Kutipan lengkap yang memuat kalimat “Tuhan telah mati” berbunyi:
Orang gila itu melompat ke tengah-tengah mereka dan menusuk mereka dengan matanya. “Di mana Tuhan?” dia menangis; “Aku akan memberitahumu. Kita telah membunuhnya—kau dan aku. Kita semua adalah pembunuhnya. Tapi bagaimana kita melakukan ini? Bagaimana kita bisa meminum lautan? Siapa yang memberi kita lap serap untuk menghapus seluruh cakrawala? Apa yang kita lakukan ketika kita melepaskan rantai bumi dari mataharinya? Ke mana ia bergerak sekarang? Ke mana kita bergerak? Jauh dari seluruh matahari? Bukankah kita terus-menerus menyelam? Mundur, ke samping, ke depan, ke segala arah? Apakah masih ada yang naik? Atau turun? Apakah kita tak tersesat, seperti melalui ketiadaan yang tak terbatas? Apakah kita tak merasakan napas dari ruang hampa? Bukankah semakin dingin? Bukankah malam terus-menerus mendekati kita? Apakah kita tak perlu menyalakan lentera di pagi hari? Apakah kita belum mendengar suara penggali kubur yang mengubur Tuhan? Apakah kita belum mencium bau busuk ilahi? Dewa-dewi juga membusuk. Tuhan telah mati. Tuhan tetap mati. Dan kita telah membunuhnya”.
Umumnya, orang menganggap Nietzsche sedang mengolok-olok Tuhan secara dangkal lewat kutipan ini. Namun, kematian Tuhan yang dimaksud Nietzsche bukanlah sesuatu yang sifatnya harfiah. Ia justru bersifat metaforis.

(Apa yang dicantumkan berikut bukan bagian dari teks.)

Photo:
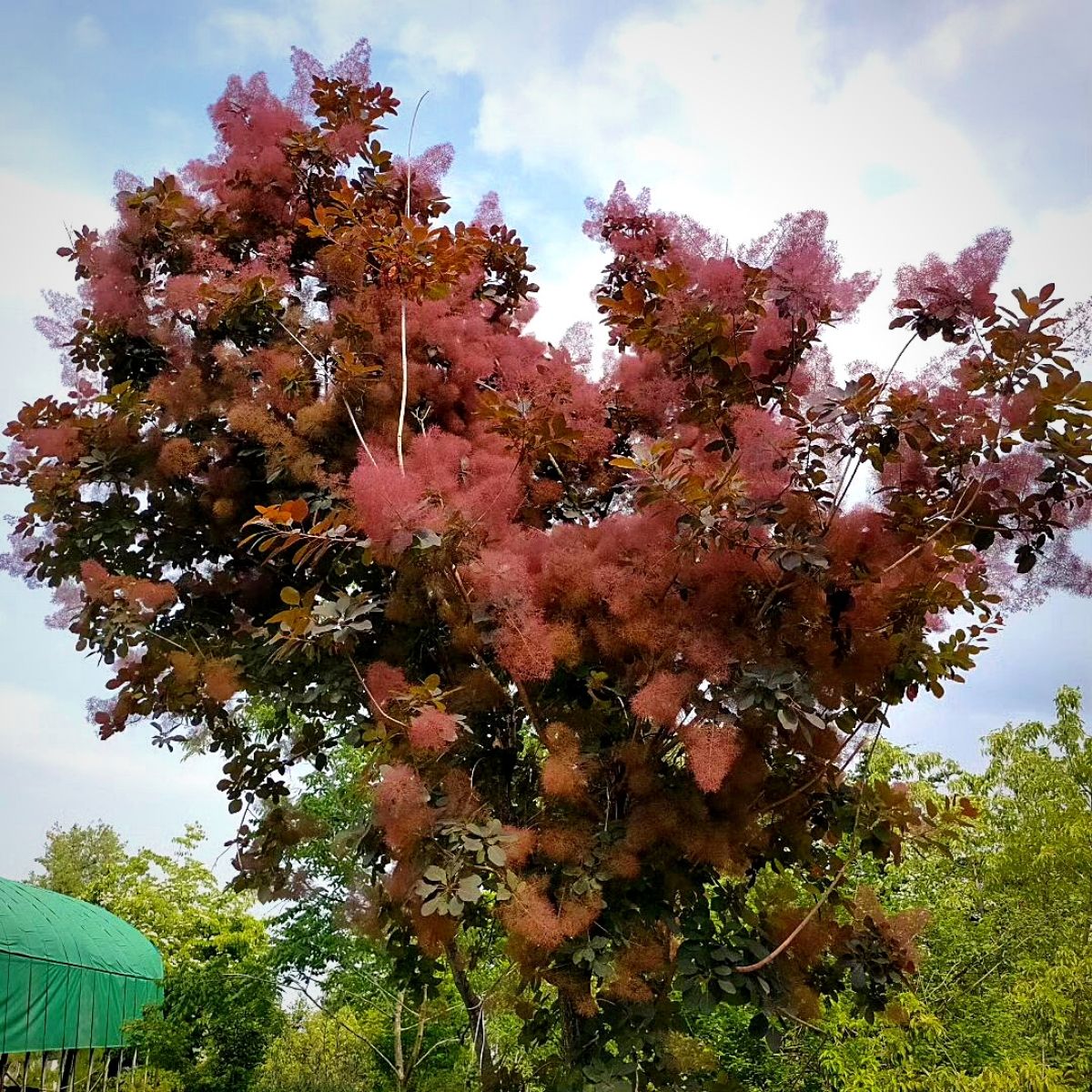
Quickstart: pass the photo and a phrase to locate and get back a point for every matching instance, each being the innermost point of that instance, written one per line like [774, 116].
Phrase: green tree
[221, 1000]
[76, 861]
[1004, 1003]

Dalam sebuah artikel di LSF Discourse, Emrys Westacott (diterjemahkan oleh Mochammad Aldy Maulana Adha) mengatakan bahwa Nietzsche menganggap Tuhan telah mati, karena kitab suci telah digantikan oleh ilmu pengetahuan yang lebih unggul dalam menjelaskan fenomena alam.
Sementara itu, dalam situs Sasindo Unpam, dikatakan bahwa Nietzsche melihat nilai yang adiluhung adalah nilai Tuhan. Akan tetapi, jika nilai-nilai Tuhan malah membelenggu manusia dan membuatnya tidak mandiri, maka bunuh saja Tuhan itu. Dengan kematian Tuhan, manusia berada dalam dunia hampa tanpa nilai.
Setelah kematian Tuhan, manusia akhirnya memiliki kehendak bebas untuk menciptakan nilai dan tujuan hidupnya sendiri. Kehendak bebas ini, pada gilirannya. akan menimbulkan kekacauan. Tetapi, ia bukan dalam pengertian negatif. Dengan kekacauan dan tanpa adanya struktur, manusia justru akan lebih produktif.
Kebebasan adalah naluri alamiah manusia untuk bisa produktif. Misalnya, banyak orang merasa lebih produktif saat duduk di bangku kuliah ketimbang saat duduk di bangku sekolah. Hal itu karena kondisi perkuliahan lebih luwes atau fleksibel, dibandingkan dengan sekolah yang cenderung kaku dan ketat. Jadi, kematian Tuhan bisa dianalogikan seperti kondisi dunia perkuliahan yang lebih bebas dan membuat manusia lebih produktif dan kreatif, karena tidak ada lagi aturan-aturan rigid yang mengaturnya.
Meski, pada akhirnya, kematian Tuhan membuat manusia menjadi bebas dan bisa menentukan nilainya sendiri, manusia pada akhirnya kehilangan arah, sendirian, dan kesepian. Manusia kehilangan tempat untuk bergantung atau bersandar, dan hanya dapat mengandalkan dirinya sendiri.